En fondations, le plan de Semur en Brionnais est très bénédictin. C'est une bonne réduction de celui de la cathédrale d'Autun. Après l'abside en hémicycle flanquée de ses deux absidioles nous trouvons la travée droite et le transept faiblement saillant. Enfin, à l'Ouest, une nef régulière à trois vaisseaux et quatre travées dont la largeur interne fait 13,40 m tandis que l'entraxe des piles est de 6 m. Enfin un caractère assez exceptionnel et qui en dit long sur l'esprit des bâtis­seurs, le pas des travées est très régulièrement de 5 mimée à l'Ouest où le mur de façade prend exactement la position des structures perpendiculaires. Sur ce plan très homogène, le traitement en élévation semble disparate et refléter, pour le moins, deux campagnes distinctes : une pour les parties orientales, transept comprise l'autre pour la nef. A cela nous pouvons avancer deux explications. Ou bien c'est le témoignage du plan qui l'emporte et les chevets se sont figés dans un certain archaïsme tandis que les procédés clunisiens, surtout exploités sur les nefs, donnaient à ces dernières une toute autre facture, ou bien il y eut effectivement deux campagnes et le plan homogène est celui légué par un édifice précé­dent, de structure légère. Un bon nombre d'édifices bourguignons sont justifiables de ce dilemme. De manière très générale c'est la régularité des plans qui domine mais, dans ces conditions, il est toujours possible d'admettre deux campagnes différentes.

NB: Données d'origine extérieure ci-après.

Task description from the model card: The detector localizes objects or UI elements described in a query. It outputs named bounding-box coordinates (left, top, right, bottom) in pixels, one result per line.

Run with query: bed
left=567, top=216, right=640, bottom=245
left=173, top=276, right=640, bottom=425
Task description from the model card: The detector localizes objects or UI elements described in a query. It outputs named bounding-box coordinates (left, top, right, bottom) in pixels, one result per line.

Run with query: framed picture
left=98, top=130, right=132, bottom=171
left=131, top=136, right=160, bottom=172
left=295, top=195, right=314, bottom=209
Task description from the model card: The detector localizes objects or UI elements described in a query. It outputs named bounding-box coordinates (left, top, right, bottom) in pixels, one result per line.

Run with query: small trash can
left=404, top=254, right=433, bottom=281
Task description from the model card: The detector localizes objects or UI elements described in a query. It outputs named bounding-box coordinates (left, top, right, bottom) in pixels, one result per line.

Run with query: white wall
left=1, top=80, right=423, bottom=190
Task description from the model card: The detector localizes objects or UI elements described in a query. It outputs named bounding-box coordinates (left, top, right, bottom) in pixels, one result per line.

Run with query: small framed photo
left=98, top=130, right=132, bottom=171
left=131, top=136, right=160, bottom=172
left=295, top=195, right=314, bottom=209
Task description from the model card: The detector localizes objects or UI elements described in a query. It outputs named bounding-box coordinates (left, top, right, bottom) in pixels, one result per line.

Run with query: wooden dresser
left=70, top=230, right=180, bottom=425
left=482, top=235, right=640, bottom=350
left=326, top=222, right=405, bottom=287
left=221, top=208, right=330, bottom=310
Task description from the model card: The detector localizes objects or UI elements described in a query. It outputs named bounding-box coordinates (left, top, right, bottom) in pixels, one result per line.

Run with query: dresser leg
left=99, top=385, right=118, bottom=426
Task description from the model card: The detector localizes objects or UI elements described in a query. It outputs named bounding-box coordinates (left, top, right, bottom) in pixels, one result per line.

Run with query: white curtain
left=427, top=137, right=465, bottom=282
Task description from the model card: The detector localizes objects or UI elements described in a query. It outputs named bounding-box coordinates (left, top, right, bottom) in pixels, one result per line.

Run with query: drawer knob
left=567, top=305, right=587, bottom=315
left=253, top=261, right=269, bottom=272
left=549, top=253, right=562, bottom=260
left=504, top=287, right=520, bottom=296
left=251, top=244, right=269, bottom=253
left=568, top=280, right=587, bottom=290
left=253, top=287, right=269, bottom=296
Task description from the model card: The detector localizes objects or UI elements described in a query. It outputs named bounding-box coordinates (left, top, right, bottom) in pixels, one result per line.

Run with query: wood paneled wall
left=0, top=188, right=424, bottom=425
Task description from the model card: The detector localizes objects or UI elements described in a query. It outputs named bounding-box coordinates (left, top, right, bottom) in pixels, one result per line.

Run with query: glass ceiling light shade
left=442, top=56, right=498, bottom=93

Pour Semur en Brionnais nous proposons l'enclenchement suivant. Vers 1080/1090, dans l'enveloppe d'un édifice antérieur de structure basilicale on construit l'abside et les deux absi­dioles. Vers 1100, les travaux continuent sur la travée droite mais le constructeur se sent prison­nier du cadre et notamment de la hauteur de l'ancien transept. C'est pour cela que ces belles arcades de facture clunisienne seront directement coiffées par un berceau recevant les fenêtres en pénétration. Cet attachement au volume existant marque encore la construction de la croisée qui s'astreint toujours au niveau permis par l'ancien transept mais sur ces quatre arcs, jugés trop bas à son goût, le constructeur établit un niveau polygonal avec arcades et quatre fenêtres qui vient s'interposer entre les trompes et la coupole. C'est exceptionnel en Bourgogne. Nous sommes alors en 1110/1115 et le Maître d'Œuvre va enfin s'affranchir de toutes contraintes. Il le peut désormais puisqu'il va substituer son œuvre à l'existant. D choisit alors de reproduire fidèlement ou presque le grand parti clunisien qui s'impose dans les abbayes voisines et ce sera une réussite.

Petite mais admirablement proportionnée, la nef de Semur en Brionnais est la seule œuvre d'inspiration clunisienne parfaitement conçue. C'est ce qui lui a permis de traverser les siècles sans reprise et sans contreforts malgré une destruction partielle de la grande voûte. Les bas côtés établis sur piles avec structures en croix et gros doubleaux brisés portent des voûtes d'arêtes de type cloisonné dont le sommet est à 7,20 m. Le deuxième niveau est garni d'une belle arcature profonde de 0,80 m, ce qui reporte le volume de maçonnerie vers l'extérieur sur l'arc virtuel contenu dans la voûte du bas côté. C'est une audace qui montre que le constructeur a parfaite­ment assimilé la technique du Maître de Cluny. Ce triforium profond est unique dans la généra­tion clunisienne. En troisième position, le niveau de fenêtres hautes ne compte qu'une ouverture par travée mais elle est de bonne taille. Enfin, l'ensemble était dominé par une grande voûte de profil brisé avec doubleaux à rouleaux. Elle fut malheureusement détruite dans un incendie et se trouve aujourd'hui remplacée par un lourd cintre qui masque l'oculus occidental.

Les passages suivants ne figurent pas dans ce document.